Persist query plans?

(1) By biodrool on 2022-10-14 15:55:12 [link] [source]

I have a use case where a query is run 1 time only and I'd love for there to be indexes but unfortunately there are none. So since there's none to begin with, taking the time to create indexes defeats the purpose since the query is only ever run once.

The first time the query runs, it takes ~15 seconds, but if I run it a second time it takes only ~500ms! So that tells me the planner is taking most of the time. When I run an explain, there's about 67 rows!

The data and schema are always nearly the same, literally all I am doing is creating a new (shard) database and then dumping some of the data into it. So, is there a way to persist the same query plan so that there's zero overhead planning the query with each new database I create? Could I somehow "insert" the plan into the new database so it instantly knows how to plan the query? Or can I somehow fake it by running the query with a where clause that is guaranteed to eliminate all rows? Then, the next time remove that predicate and hope it still uses the same plan?

If none of my ideas above are really options, does this feature I describe interest devs as future possibility to support?! It would save so much time in cases like these where you're creating shards and need a one-time query to execute that has so many join expressions that query planning is the bottleneck.

(2) By David Raymond (dvdraymond) on 2022-10-14 16:18:05 in reply to 1 [link] [source]

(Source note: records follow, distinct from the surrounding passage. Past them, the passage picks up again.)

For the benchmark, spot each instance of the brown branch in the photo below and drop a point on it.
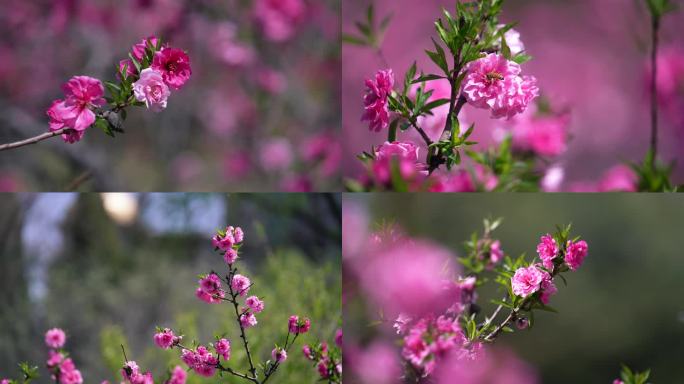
(33, 140)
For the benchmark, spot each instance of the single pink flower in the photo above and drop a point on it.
(376, 102)
(254, 304)
(55, 338)
(279, 355)
(210, 284)
(174, 66)
(547, 249)
(240, 284)
(230, 256)
(493, 82)
(223, 348)
(165, 339)
(527, 281)
(82, 94)
(151, 89)
(138, 50)
(575, 254)
(248, 320)
(209, 298)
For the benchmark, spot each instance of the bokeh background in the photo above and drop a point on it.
(589, 56)
(109, 268)
(260, 112)
(622, 306)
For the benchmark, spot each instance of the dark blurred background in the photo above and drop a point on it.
(622, 306)
(108, 268)
(589, 56)
(258, 114)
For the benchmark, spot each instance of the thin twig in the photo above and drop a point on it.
(654, 89)
(234, 295)
(33, 140)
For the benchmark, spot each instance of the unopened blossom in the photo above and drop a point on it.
(240, 284)
(138, 50)
(279, 355)
(223, 348)
(575, 254)
(513, 40)
(174, 66)
(165, 339)
(547, 249)
(375, 102)
(210, 284)
(54, 359)
(527, 281)
(494, 83)
(255, 304)
(55, 338)
(230, 256)
(151, 89)
(248, 320)
(279, 18)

The planner is definitely not running for 14 seconds. Usually the speedup of subsequent runs is from caching. If you want to know how long planning takes, you can always see how long it takes to run the explain command that you looked at.

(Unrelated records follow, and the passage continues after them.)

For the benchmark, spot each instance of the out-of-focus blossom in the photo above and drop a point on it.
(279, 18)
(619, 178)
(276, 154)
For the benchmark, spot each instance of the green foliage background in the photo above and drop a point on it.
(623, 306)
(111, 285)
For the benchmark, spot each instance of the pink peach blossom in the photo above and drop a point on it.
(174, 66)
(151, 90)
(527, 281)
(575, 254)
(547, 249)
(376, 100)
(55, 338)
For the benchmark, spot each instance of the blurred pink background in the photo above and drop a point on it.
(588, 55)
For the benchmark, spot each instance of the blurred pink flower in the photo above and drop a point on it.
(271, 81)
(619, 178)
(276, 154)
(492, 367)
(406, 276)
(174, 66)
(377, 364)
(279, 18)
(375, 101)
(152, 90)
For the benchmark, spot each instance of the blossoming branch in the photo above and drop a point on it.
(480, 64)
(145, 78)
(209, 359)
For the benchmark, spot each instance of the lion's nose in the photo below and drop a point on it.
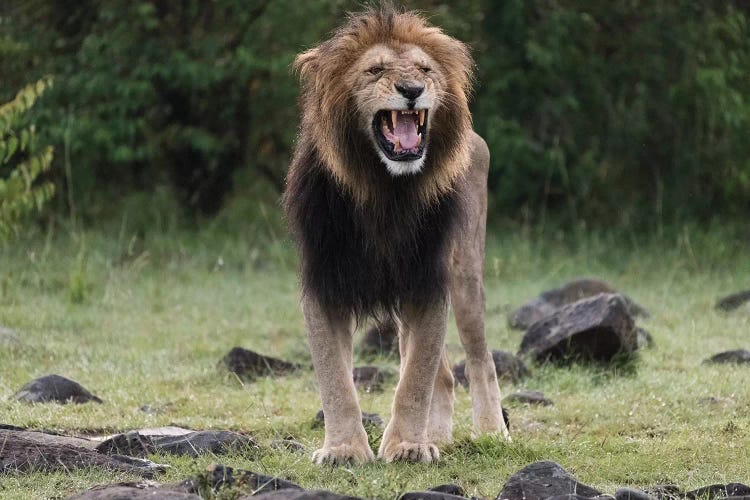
(410, 90)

(3) By biodrool on 2022-10-14 16:26:31 in reply to 2 [link] [source]

Cool, I didn't know about caching other than statements were cached. Any docs on the caching you mention?

And so in that case is loading the database as an "in memory" is probably my best bet to getting similar performance as cached results?

(4) By Tim Streater (Clothears) on 2022-10-14 16:48:32 in reply to 3 [link] [source]

I'm guessing the caching referred to is of your database, by the OS. Nothing to do with SQLite.

(5) By David Raymond (dvdraymond) on 2022-10-14 16:55:16 in reply to 3 [link] [source]

I'm not really talking about anything special, just standard data caching. (Hopefully I'm not oversimplifying a more complex problem you're having)

SQLite has a page cache that it keeps, so if it needs pages it has recently accessed it can use its own memory rather than bugging the OS for them. You can adjust the size of that with pragma cache_size

And of course the OS has its own cache of recently accessed files so it doesn't have to ask the slow hard drive for them.

So query run 1 SQLite has to ask the OS for all the pages, which in turn has to ask the hard drive for all the pages, and is thus slow. Do it again shortly enough thereafter and SQLite can get most of the pages from its own memory, and the ones it asks the OS for the OS has in memory, and nobody has to go all the way out to the disk to get anything.

Loading the whole database into memory will definitely make the query faster... but the question is are you gonna wind up spending 20 seconds loading all the data to save 14 seconds on a single run of a query that only needed a subset of that data.

(6) By Chris Locke (chrisjlocke1) on 2022-10-14 17:04:26 in reply to 4 [link] [source]

SQLite does cache pages (all data is stored in pages). You can define how many pages to store, and thus, how much memory this consumes.

This is controlled via the PRAGMA cache_size command. https://www.sqlite.org/pragma.html

(7.2) By jose isaias cabrera (jicman) on 2022-10-14 18:38:30 edited from 7.1 in reply to 1 [source]

Alright, I will be the one to ask: why does it matter that it takes 15 seconds, if it's only going to be used once? Are you doing 1000's of these DB creations that it will matter to wait 15 seconds? Maybe you are creating the DB to be used by someone else, or something that we are not understanding. I know you know this, but databases are created for data reuse, and this is the reason why we they indexes, etc., to make a repetitious call faster and faster. However, if you are only going to use it once, and you want the creation to be even faster, this is a very new idea. :-)

(8) By biodrool on 2022-10-15 00:44:09 in reply to 7.2 [link] [source]

yup - you guessed it. We have a terrible database unfit for what we want to use it for, so I can't change it but I can temporarily migrate it to a different schema that allows people to do what they want, then go back to the original untouched. One of those problems caused by avoiding solving the actual problem :)

So the trick is make that migration work in a few seconds. So I figured the only way to do that is to shard it by the same count of available worker threads so it runs several small inserts concurrently. As it turns out, I'm incredibly lucky the database is very shard-able, with there never being any need to query more than one shard at a time. Working well so far and of course other posters were right about the caching.